July 3, 2014 by dgarnett2013
Lemon frosted pistachio cake: Nigel Slater’s The Kitchen Diaries- adapted by DG
- 250g of butter
- 250g of caster sugar
- 3 large eggs
- 100g of shelled pistachio nuts
- 100g of ground almonds
- 1 orange – zest and juice
- 1 tsp of rosewater
- 60g of plain flour
- 100g of icing sugar
- 2 tbsp of lemon juice
Preheat the oven to 160° C. Line the bottom of a non-stick 21cm cake tin with baking parchment.
Cream the butter and sugar until very light and fluffy. Add the eggs one at a time, beating between adding each egg.

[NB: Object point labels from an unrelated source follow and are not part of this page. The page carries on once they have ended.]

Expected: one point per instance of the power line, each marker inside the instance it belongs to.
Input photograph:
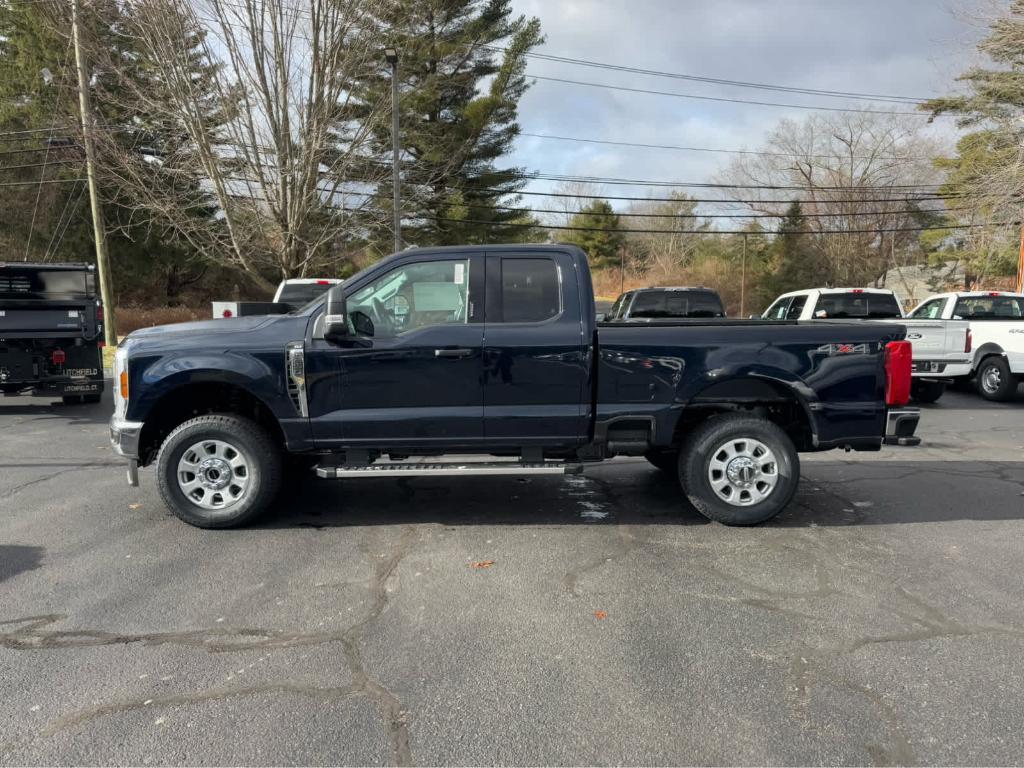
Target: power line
(726, 99)
(719, 81)
(627, 214)
(707, 184)
(706, 148)
(719, 231)
(43, 181)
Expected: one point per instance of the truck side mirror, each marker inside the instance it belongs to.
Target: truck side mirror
(335, 315)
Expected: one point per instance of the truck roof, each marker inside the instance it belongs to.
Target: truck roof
(975, 294)
(806, 291)
(66, 266)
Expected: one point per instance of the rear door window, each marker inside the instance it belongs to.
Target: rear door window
(929, 310)
(989, 307)
(530, 290)
(677, 304)
(799, 302)
(857, 304)
(779, 308)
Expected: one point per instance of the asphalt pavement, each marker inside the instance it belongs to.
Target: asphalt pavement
(594, 620)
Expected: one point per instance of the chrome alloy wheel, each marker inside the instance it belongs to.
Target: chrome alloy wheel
(991, 379)
(213, 474)
(742, 471)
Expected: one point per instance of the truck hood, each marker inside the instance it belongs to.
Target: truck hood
(208, 334)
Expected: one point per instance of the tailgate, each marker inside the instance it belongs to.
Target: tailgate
(937, 340)
(52, 318)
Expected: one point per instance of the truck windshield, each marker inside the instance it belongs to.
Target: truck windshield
(853, 304)
(43, 283)
(655, 304)
(989, 307)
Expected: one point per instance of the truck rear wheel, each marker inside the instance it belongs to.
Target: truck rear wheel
(738, 470)
(995, 381)
(218, 471)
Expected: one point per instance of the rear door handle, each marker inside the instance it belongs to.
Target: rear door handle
(454, 352)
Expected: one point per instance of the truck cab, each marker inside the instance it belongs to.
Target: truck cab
(494, 351)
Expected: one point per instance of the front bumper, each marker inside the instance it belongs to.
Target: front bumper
(941, 370)
(124, 440)
(901, 423)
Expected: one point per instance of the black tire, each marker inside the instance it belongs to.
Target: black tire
(707, 443)
(927, 391)
(667, 461)
(262, 462)
(994, 380)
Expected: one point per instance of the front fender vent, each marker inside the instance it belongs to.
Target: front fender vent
(295, 364)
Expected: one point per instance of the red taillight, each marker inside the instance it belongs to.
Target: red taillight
(899, 355)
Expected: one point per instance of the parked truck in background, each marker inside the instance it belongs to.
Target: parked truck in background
(941, 350)
(51, 332)
(291, 295)
(996, 326)
(495, 350)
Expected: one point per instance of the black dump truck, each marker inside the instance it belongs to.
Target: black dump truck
(51, 332)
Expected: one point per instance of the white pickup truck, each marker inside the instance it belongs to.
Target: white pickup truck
(941, 350)
(291, 294)
(996, 322)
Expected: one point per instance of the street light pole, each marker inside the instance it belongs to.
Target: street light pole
(88, 127)
(391, 55)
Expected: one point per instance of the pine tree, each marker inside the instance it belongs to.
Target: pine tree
(795, 260)
(599, 233)
(462, 73)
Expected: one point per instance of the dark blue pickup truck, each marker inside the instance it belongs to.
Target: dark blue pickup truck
(432, 354)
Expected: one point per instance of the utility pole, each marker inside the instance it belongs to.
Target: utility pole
(88, 128)
(391, 55)
(742, 283)
(1020, 264)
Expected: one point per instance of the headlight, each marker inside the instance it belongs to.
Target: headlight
(121, 382)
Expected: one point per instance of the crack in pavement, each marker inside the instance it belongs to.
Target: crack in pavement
(33, 633)
(37, 480)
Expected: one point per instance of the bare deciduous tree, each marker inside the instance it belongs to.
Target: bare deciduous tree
(851, 172)
(257, 162)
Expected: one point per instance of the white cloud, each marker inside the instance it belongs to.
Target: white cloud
(906, 47)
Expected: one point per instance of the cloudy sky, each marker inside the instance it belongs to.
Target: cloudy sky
(901, 47)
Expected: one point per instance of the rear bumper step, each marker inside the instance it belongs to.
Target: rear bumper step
(901, 423)
(414, 469)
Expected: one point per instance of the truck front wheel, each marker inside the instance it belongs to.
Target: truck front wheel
(995, 381)
(218, 471)
(738, 470)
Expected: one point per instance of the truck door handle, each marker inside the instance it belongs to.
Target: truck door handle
(453, 352)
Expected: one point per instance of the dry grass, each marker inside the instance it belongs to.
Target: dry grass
(132, 318)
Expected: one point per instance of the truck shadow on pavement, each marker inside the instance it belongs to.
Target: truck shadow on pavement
(16, 559)
(832, 494)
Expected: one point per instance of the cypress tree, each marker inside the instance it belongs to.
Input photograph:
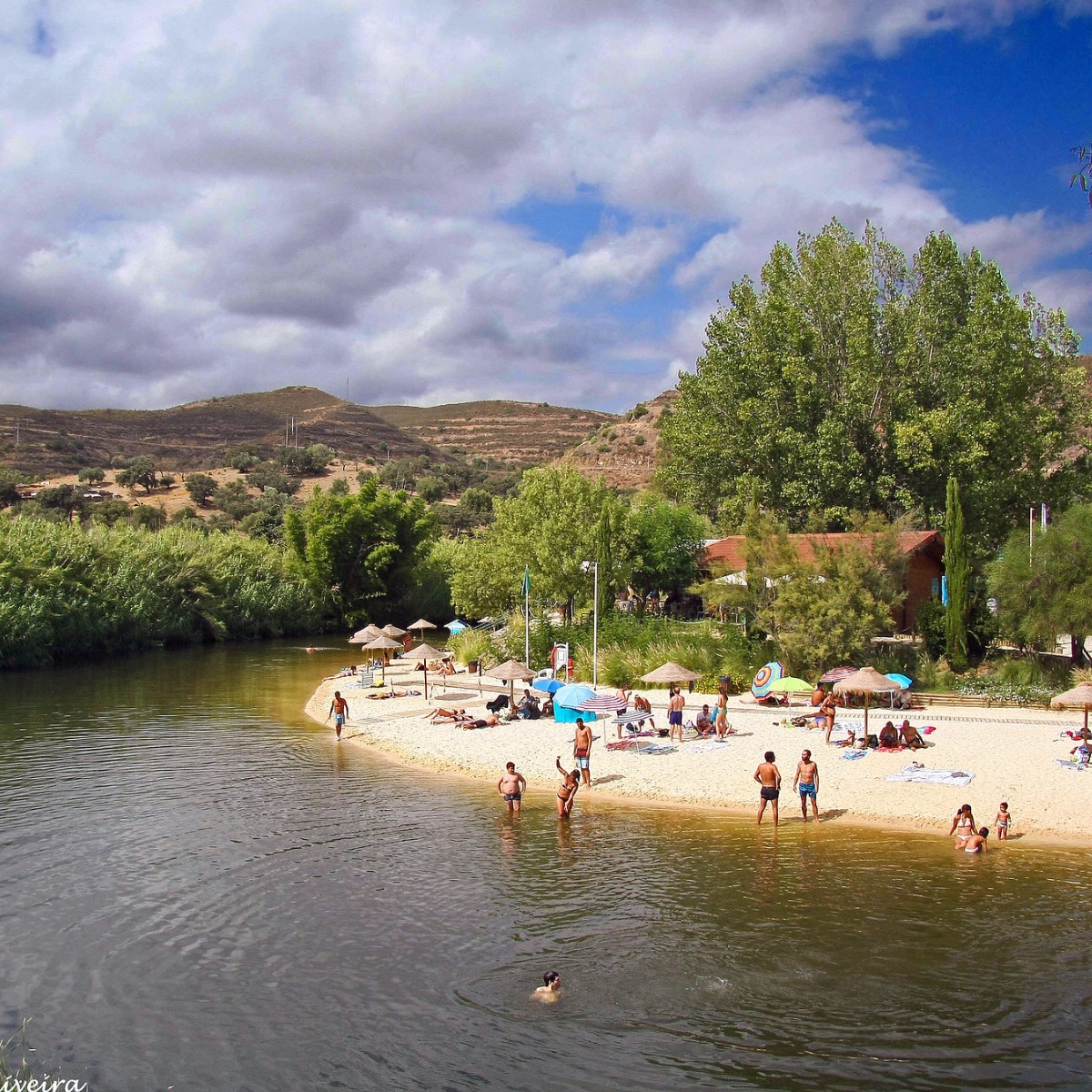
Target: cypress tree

Blitz the pistachios in a food processor to turn them into fine crumbs and then add them, along with the almonds, to the butter, sugar and eggs.
Add the zest and the juice of the orange and then stir in the orange blossom water and, finally, fold in the flour.

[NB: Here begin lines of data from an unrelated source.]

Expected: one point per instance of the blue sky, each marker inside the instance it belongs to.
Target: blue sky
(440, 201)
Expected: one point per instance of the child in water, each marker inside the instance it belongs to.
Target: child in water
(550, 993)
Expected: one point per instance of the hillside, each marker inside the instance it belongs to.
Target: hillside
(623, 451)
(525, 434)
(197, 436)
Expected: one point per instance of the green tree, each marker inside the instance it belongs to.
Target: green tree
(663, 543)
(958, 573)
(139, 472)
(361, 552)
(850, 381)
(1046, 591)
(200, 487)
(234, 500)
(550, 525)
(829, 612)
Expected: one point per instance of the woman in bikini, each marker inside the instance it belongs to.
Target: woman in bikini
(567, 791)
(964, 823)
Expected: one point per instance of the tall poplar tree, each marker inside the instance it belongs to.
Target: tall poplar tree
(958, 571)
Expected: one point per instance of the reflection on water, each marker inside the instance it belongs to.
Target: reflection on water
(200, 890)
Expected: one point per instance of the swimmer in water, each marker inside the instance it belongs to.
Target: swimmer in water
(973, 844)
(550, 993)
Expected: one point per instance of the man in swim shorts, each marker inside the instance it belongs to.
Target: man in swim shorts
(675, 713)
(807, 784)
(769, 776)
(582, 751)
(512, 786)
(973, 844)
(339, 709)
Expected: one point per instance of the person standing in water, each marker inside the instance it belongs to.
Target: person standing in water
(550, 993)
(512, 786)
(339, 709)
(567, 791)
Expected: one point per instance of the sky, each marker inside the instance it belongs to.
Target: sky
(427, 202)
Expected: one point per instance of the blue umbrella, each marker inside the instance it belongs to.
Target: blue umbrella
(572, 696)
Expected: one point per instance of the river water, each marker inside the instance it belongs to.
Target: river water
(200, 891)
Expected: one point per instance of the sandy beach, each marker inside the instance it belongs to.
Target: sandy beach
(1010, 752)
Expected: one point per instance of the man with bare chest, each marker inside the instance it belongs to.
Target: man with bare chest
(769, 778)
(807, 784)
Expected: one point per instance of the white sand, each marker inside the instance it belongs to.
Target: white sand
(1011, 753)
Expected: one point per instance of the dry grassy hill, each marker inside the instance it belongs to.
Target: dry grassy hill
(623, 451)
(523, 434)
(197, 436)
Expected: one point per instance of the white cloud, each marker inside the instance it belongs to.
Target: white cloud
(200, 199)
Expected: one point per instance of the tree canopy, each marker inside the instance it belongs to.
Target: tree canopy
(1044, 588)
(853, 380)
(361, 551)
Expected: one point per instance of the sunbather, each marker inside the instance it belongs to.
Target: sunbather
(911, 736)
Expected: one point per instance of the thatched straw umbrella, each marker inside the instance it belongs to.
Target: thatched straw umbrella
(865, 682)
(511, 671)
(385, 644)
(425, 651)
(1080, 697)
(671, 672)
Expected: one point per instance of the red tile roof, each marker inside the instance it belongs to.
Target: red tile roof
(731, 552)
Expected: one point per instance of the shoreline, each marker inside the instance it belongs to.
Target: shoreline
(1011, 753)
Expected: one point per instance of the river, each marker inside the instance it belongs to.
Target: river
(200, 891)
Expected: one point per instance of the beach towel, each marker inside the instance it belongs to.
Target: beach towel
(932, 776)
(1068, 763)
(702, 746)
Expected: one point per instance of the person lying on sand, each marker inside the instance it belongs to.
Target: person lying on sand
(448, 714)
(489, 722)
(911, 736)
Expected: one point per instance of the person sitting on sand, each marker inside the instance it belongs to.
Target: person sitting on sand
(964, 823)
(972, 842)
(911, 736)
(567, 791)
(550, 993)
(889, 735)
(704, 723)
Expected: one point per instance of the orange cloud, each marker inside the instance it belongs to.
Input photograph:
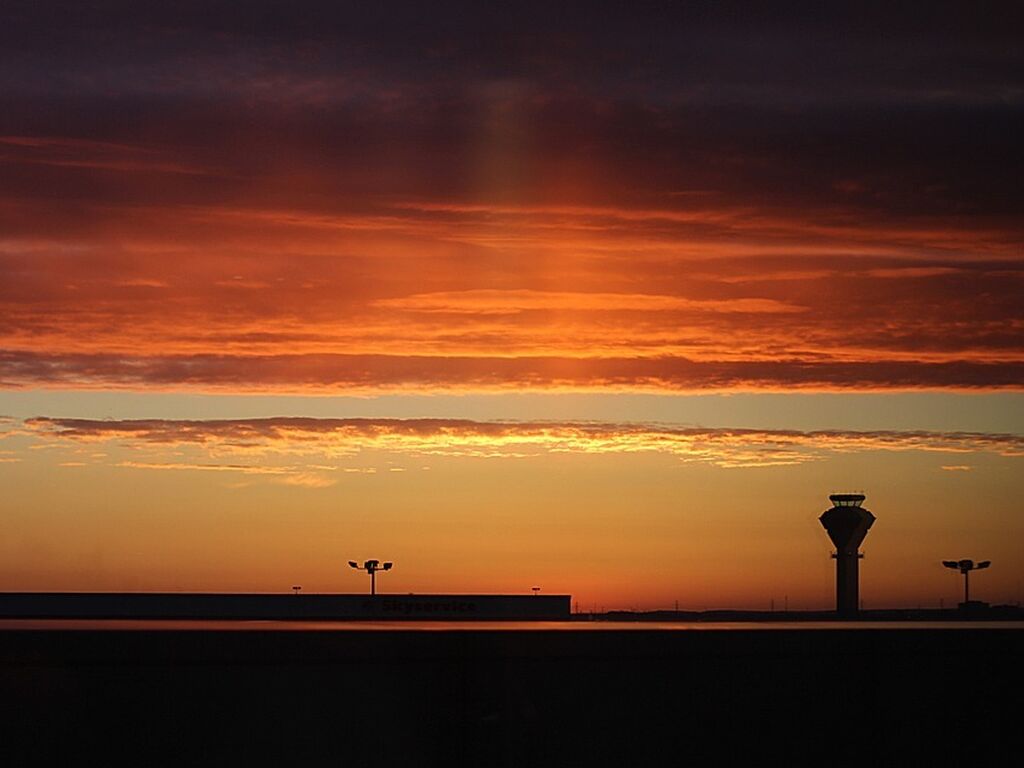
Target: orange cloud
(446, 437)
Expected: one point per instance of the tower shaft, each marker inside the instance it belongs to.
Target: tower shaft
(847, 584)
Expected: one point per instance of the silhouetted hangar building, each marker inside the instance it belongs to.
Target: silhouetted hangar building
(261, 606)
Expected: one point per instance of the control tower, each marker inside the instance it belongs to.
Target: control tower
(847, 523)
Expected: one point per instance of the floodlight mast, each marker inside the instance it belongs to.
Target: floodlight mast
(966, 566)
(372, 566)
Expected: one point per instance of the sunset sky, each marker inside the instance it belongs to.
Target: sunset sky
(605, 301)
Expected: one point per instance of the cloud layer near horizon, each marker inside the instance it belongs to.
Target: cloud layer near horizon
(374, 200)
(259, 445)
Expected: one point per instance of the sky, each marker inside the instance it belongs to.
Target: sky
(602, 299)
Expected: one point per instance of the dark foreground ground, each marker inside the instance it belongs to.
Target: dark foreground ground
(512, 697)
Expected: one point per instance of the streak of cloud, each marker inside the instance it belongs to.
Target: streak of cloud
(462, 438)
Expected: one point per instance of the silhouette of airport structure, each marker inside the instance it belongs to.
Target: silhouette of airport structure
(847, 524)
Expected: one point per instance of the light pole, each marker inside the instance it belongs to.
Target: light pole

Pour the mixture into the tin and bake for 50 minutes, covering the top lightly with foil for the final ten minutes.
Check that the cake is done by inserting a skewer, it should come out quite clean with no wet mixture stuck to it. Leave it to cool in the tin before turning out.

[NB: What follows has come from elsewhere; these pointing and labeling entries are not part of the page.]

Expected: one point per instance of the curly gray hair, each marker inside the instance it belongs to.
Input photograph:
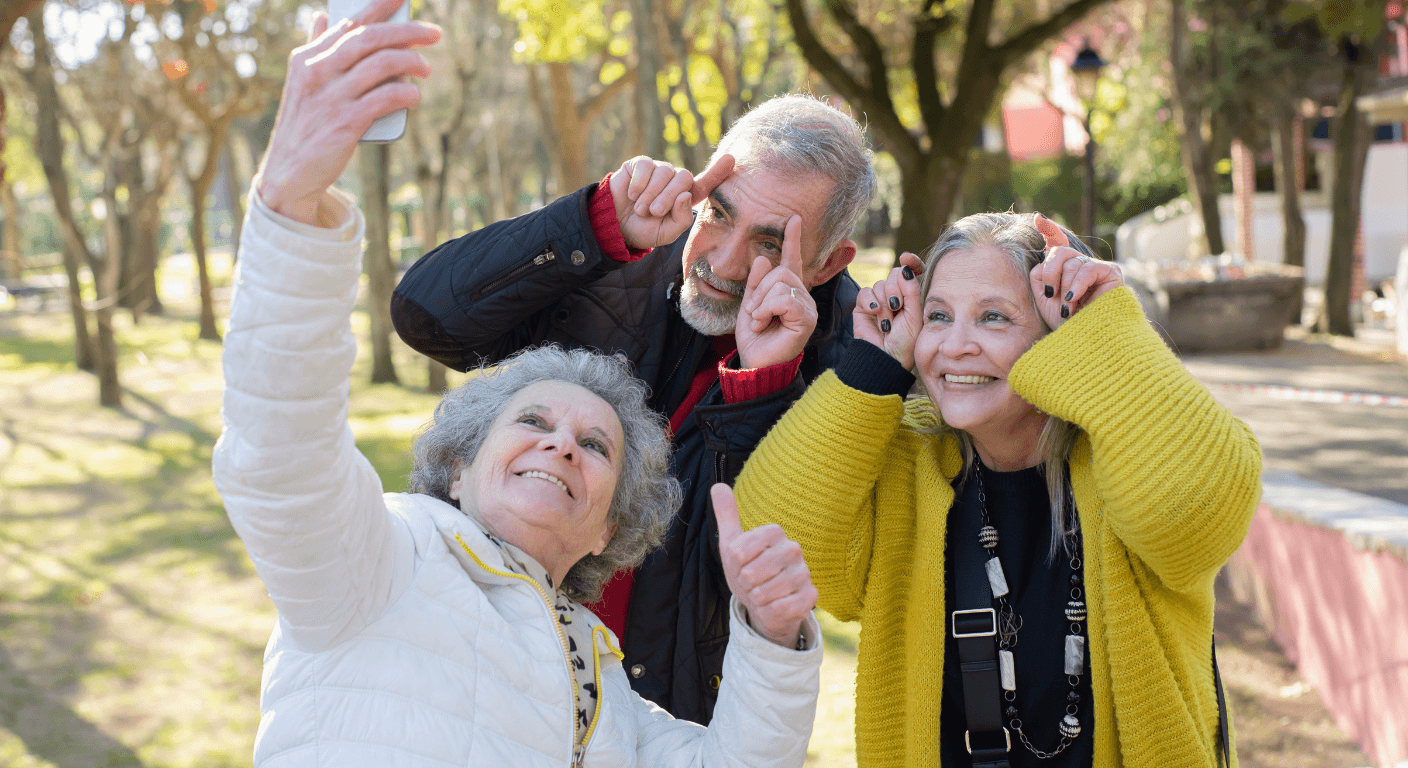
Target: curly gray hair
(1015, 234)
(645, 496)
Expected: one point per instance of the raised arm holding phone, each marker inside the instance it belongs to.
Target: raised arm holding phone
(444, 626)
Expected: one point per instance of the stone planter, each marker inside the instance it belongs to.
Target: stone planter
(1245, 313)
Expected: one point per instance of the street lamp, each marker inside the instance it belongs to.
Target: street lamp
(1086, 71)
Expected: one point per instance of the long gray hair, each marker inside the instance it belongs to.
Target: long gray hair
(645, 496)
(1015, 234)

Make the icing by mixing the icing sugar and lemon juice together until smooth and then pour it over the cake.
If you have any leftover pistachios use a few to decorate the top of the cake, along with a few sugared rose-petals. Leave the icing to set and then serve and enjoy.
Made the day we marvelled at the bank of wild flowers by the Brockwell Park lido.